Apache Storm Tutorial
Apache Storm is a free and open source distributed realtime computation system. Storm makes it easy to reliably process unbounded streams of data, doing for realtime processing what Hadoop did for batch processing. Storm has many use cases: realtime analytics, online machine learning, continuous computation, distributed RPC, ETL, and more. Storm is fast: a benchmark clocked it at over a million tuples processed per second per node.
Five characteristics make Storm ideal for real-time data processing workloads. Storm is:
- Fast – benchmarked as processing one million 100 byte messages per second per node
- Scalable – with parallel calculations that run across a cluster of machines
- Fault-tolerant – when workers die, Storm will automatically restart them. If a node dies, the worker will be restarted on another node.
- Reliable – Storm guarantees that each unit of data (tuple) will be processed at least once or exactly once. Messages are only replayed when there are failures.

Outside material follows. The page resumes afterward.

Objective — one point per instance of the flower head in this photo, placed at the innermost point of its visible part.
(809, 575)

- Easy to operate – standard configurations are suitable for production on day one. Once deployed, Storm is easy to operate.

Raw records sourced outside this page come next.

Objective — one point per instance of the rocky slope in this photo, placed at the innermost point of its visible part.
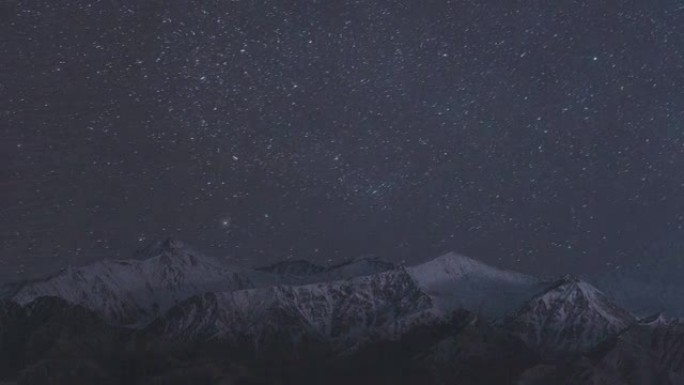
(570, 317)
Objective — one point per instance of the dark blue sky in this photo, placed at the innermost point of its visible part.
(546, 136)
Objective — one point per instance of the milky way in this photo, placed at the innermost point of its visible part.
(541, 135)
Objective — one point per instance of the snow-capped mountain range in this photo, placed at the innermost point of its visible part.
(447, 316)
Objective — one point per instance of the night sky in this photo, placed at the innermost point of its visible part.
(546, 136)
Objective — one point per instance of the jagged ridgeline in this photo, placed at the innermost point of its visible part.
(173, 316)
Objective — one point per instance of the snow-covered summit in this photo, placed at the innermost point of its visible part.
(570, 317)
(137, 290)
(344, 312)
(456, 281)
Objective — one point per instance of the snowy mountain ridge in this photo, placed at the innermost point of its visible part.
(570, 317)
(136, 291)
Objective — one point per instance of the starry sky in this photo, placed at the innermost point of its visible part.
(546, 136)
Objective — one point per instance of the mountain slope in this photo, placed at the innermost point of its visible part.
(570, 317)
(342, 312)
(454, 281)
(134, 291)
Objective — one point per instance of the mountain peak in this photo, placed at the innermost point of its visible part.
(570, 317)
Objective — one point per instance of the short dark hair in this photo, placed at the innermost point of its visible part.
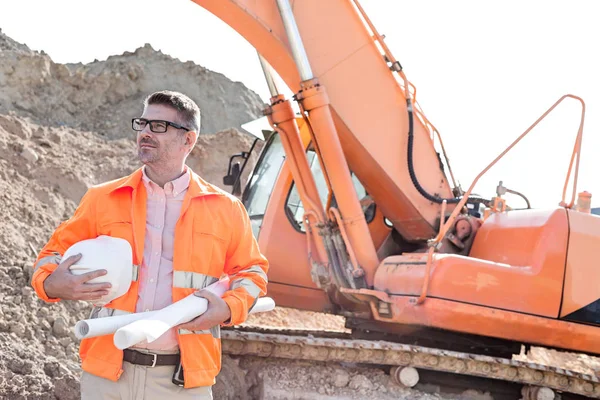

Here are some typical “prevent” and “optimize” use cases for Storm
|“Prevent” Use Cases||“Optimize” Use Cases|
Components of a Storm cluster:
A Storm cluster is superficially similar to a Hadoop cluster. Whereas on Hadoop you run “MapReduce jobs”, on Storm you run “topologies”. “Jobs” and “topologies” themselves are very different — one key difference is that a MapReduce job eventually finishes, whereas a topology processes messages forever (or until you kill it).

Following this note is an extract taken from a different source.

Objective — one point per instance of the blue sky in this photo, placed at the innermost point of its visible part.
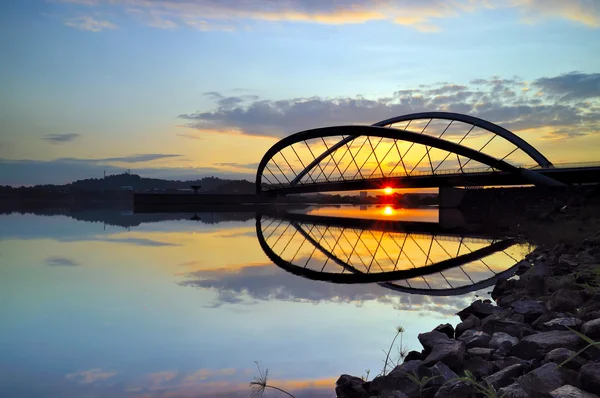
(220, 81)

There are two kinds of nodes on a Storm cluster: the master node(called the “Nimbus“) and the worker nodes(called the “Supervisor“).
All coordination between Nimbus and the Supervisors is done through a Zookeeper cluster. Additionally, the Nimbus daemon and Supervisor daemons are fail-fast and stateless; all state is kept in Zookeeper or on local disk. This means you can kill -9 Nimbus or the Supervisors and they’ll start back up like nothing happened. This design leads to Storm clusters being incredibly stable.
The basic primitives Storm provides for doing stream transformations are “spouts” and “bolts“. Spouts and bolts have interfaces that you implement to run your application-specific logic.
A spout is a source of streams. For example, a spout may read tuples off of a Kestrel queue and emit them as a stream. Or a spout may connect to the Twitter API and emit a stream of tweets.
A bolt consumes any number of input streams, does some processing, and possibly emits new streams. Complex stream transformations, like computing a stream of trending topics from a stream of tweets, require multiple steps and thus multiple bolts. Bolts can do anything from run functions, filter tuples, do streaming aggregations, do streaming joins, talk to databases, and more.